We can no longer avoid tackling the obesity problem. According to a study published by the National Institute on Aging in 2022, the obesity rate among adults over 65 has doubled since the 1990s, making it the second leading cause of preventable death in Japan. The number is estimated to be 400,000 annually.
Obesity not only impacts overall public health, but the costs of ignoring this epidemic are increasing by the day. One study estimated that total obesity-related government spending, including Medicaid and Medicare spending, was nearly $92 billion annually, or about 30% of Medicare spending. Overall, costs associated with obesity and overweight account for $1.72 trillion, or 9.3% of the U.S. gross domestic product.
One of the main reasons we continue to face this ongoing crisis is because Americans living with obesity do not receive the proper treatment, care, and support they need to combat this disease. . Although the CDC and the American Medical Association recognize obesity as a disease, too often society treats obesity as a personal choice and not as a treatable medical condition.
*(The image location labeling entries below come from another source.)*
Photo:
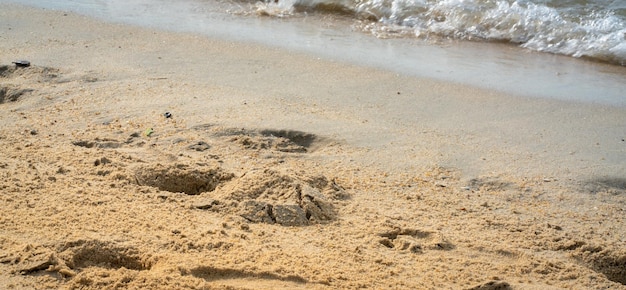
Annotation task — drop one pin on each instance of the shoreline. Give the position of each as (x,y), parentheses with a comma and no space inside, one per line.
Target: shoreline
(491,66)
(281,170)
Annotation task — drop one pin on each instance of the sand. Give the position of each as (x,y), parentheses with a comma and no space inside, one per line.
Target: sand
(279,170)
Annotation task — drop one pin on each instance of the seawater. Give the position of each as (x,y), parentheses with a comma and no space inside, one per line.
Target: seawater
(496,44)
(580,28)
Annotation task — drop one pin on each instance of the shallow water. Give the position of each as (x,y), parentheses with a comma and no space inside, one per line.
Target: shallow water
(499,66)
Because of the stigma against obesity, individuals have to fight for themselves. To address this issue, regulations must be enacted to ensure patients have access to the treatments and resources they need, including anti-obesity drugs.
Treating obesity can reduce the incidence of related diseases and reduce health care costs. A new study from the University of California Schaefer Center for Health Policy and Economics finds that Medicare coverage of anti-obesity medications (AOMs) results in approximately $175 billion in Medicare cost offsets during the first 10 years of coverage. After a 30-year compensation period, the offset increases to $700 billion. When you combine the personal impact of AOM application with the potential savings for the health care system, you can no longer afford to wait.
Washington leaders have long worked to expand access to these and other treatments. Now is the time. We have ignored the obesity epidemic for too long, and we are now at a tipping point. We must use this moment to reinvest in the health care of our communities. We hope that Congressional leaders will work with the administration on updating Medicare coverage policies and make these medicines available through Medicare Part D to help millions of Americans who need access to life-saving medical care. You need to support people.
Rafael Salamanca Jr. is the 17th District Councilman representing the South Bronx.